Database logs vs file logs

Database logs vs file logs - php

I have created a PHP+MYSQL web app and I am trying to implement now a logging system to store and track some actions of each user.
The purpose of this is the following: track the activity of each user's session by logging the IP+time+action, then see which pages he accessed later on by logging time+pagename; for each user there will be a file in the format: log{userid}_{month}.log
Each log will then be viewed only by the website owner, through a custom admin panel, and the data will be used only for security purposes (as in to show to the user if he logged in from a different IP or if someone else logged in from a different IP and to see which areas of the website the user accessed during his login session).
Currently, I have a MYSQL MyISAM table where I store the userid,IP,time,action and the app is still not launched, but we intend to have very many users (over 100k), and using a database for this solutions feels like suicide.
So what do you suggest? How should the logging be done? Using files, using a table in the current database, using a separate database? Are there any file-logging frameworks available for PHP?
How should the reading of the file be done then? Read the results by row?
Thank you

You have many options, so I'll speak from my experience running a startup with about 500k users, 100k active every month, which seems to be in your range.
We logged user actions in a MySQL database.
Querying your data is very easy and fast (provided good indexes)
We ran on Azure, and had a dedicated MySQL (with slaves, etc) for storing all user data, including logs. Space was not an issue.
Logging to MySQL can be slow, depending on everything you are logging, so we just pushed a log to Redis and had a Python app read it from Redis and insert into MySQL in the background. This made that logging basically had no impact on loading times.
We decided to log in MySQL for user actions because:
We wanted to run queries on anything at any time without much effort. The structured format of the user action logs made that incredibly easy to do.
It also allows you to display certain logs to users, if you would require it.
When we introduced badges, we had no need to parse text logs to award badges to those who performed a specific action X number of times. We simply wrote a query against the user action logs, and the badges were awarded.
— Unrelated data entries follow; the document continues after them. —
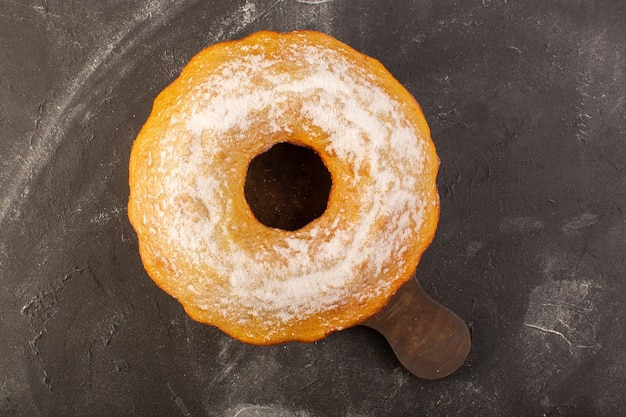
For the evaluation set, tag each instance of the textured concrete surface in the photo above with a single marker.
(526, 103)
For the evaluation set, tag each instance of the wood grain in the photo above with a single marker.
(428, 339)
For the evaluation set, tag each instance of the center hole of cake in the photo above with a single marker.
(287, 187)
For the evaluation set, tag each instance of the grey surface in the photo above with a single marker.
(526, 102)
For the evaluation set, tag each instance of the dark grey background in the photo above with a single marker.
(526, 102)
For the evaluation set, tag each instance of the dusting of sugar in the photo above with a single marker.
(363, 126)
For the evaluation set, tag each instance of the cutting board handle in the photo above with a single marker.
(428, 339)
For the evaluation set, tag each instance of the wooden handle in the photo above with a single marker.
(428, 339)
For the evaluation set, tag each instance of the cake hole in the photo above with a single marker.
(287, 187)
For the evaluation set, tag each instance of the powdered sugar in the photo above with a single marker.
(345, 116)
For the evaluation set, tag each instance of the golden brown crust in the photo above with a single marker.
(187, 173)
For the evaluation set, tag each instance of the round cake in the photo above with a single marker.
(198, 237)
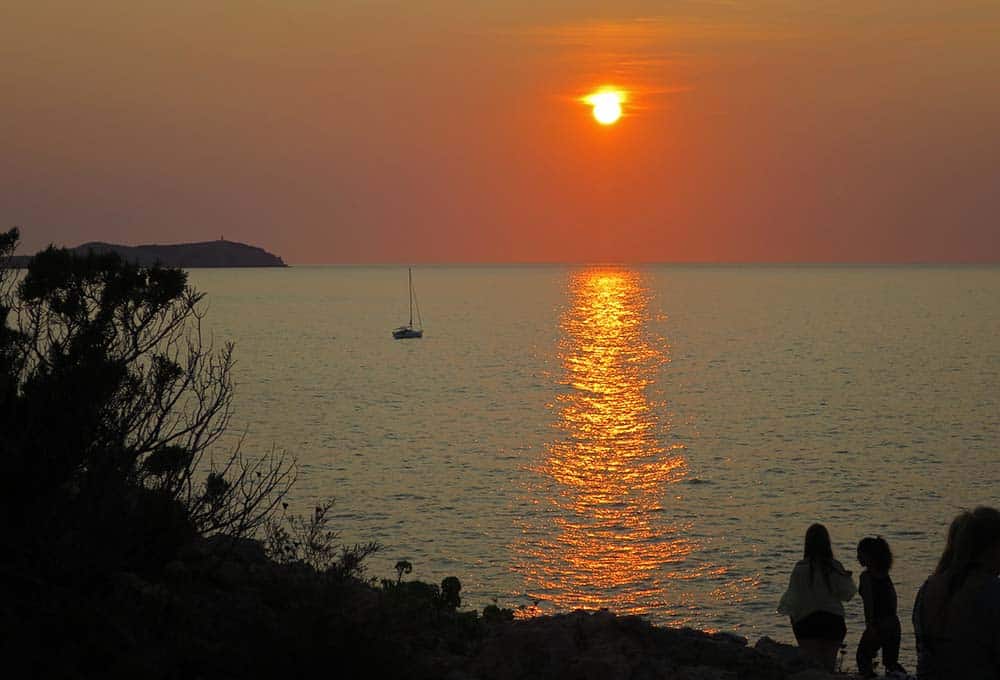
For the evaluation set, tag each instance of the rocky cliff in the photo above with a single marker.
(186, 255)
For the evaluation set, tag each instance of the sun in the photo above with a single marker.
(607, 105)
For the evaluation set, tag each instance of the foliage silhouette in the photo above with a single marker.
(111, 398)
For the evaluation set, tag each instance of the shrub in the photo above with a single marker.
(111, 398)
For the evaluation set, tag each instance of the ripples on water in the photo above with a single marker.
(653, 440)
(607, 469)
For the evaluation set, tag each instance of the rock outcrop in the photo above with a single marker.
(185, 255)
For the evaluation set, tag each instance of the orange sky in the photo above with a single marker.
(452, 131)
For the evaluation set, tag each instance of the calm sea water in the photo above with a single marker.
(652, 440)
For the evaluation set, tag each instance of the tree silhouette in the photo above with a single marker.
(111, 399)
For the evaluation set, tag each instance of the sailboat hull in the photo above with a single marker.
(405, 333)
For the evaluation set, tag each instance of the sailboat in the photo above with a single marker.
(409, 331)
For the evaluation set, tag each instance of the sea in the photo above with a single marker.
(653, 440)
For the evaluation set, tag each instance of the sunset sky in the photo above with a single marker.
(455, 131)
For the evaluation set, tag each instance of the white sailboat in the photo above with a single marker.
(409, 330)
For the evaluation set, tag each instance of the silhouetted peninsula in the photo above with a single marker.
(219, 253)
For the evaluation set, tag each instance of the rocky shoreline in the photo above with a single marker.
(206, 254)
(224, 609)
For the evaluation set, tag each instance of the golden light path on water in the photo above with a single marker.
(608, 469)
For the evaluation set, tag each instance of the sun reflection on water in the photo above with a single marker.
(607, 471)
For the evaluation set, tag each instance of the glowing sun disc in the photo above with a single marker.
(607, 106)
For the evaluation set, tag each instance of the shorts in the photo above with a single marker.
(820, 626)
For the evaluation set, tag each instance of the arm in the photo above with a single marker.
(789, 600)
(867, 596)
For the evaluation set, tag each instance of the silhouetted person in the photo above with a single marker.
(814, 599)
(879, 596)
(957, 615)
(925, 660)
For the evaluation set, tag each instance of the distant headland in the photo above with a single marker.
(219, 253)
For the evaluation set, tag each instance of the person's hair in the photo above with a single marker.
(819, 553)
(877, 551)
(974, 538)
(949, 547)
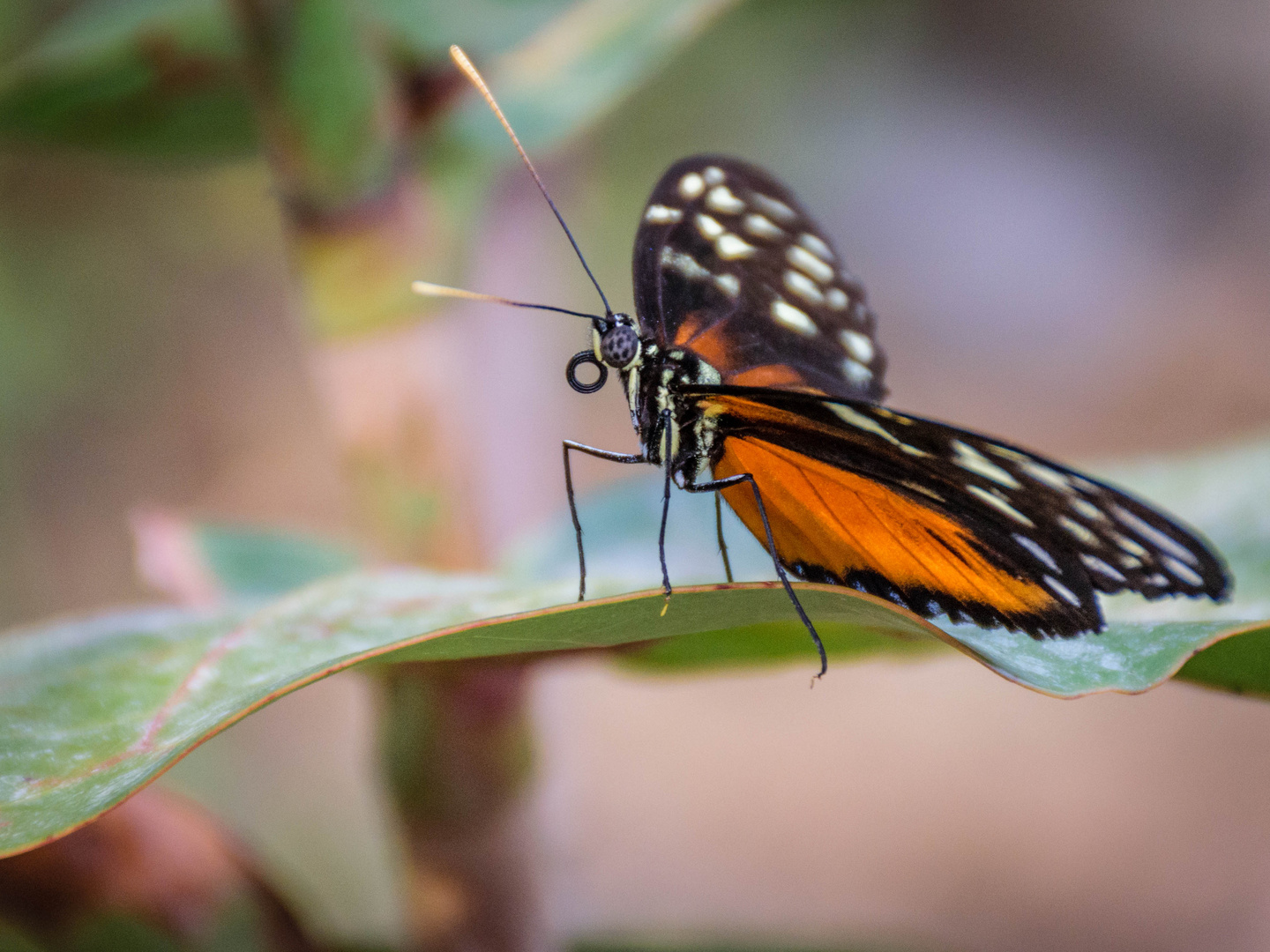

So adding features based on actions was easy as well.
We did use file logging for a couple of application logs - or things we did not query on a daily basis - such as the Python app writing to the database, Webserver access and error logs, etc.
We used Logstash to process those logs. It can simply hook into a log file and stream it to your Logstash server. Logstash can also query your logs, which is pretty cool.
Advanced uses
We used Slack for team communications and integrated the Python database writing app with it, this allowed us to send critical errors to a channel (via their API) where someone could action a fix immediately.
Closing
My suggestion would be to not over think it for now, log to MySQL, query and see the stats. Make updates, rinse and repeat. You want to keep the cycle between deploy and update quick, so making decisions from a quick SQL query makes it easy.
Basically what you want to avoid is logging into a server, finding a log and grep your way through it to find something, the above achieved that.
This is what we did, it is still running like that and we have no plans to change it soon. We haven't had any issues where we could not find anything that we needed. If there is a massive burst of users and we scale to 1mil monthly active users, then we might change it.
Please note: whichever way you decide to log, if you are saving the POST data, be sure to never do that for credit card info, unless you are compliant. Or rather use Stripe's JavaScript libraries.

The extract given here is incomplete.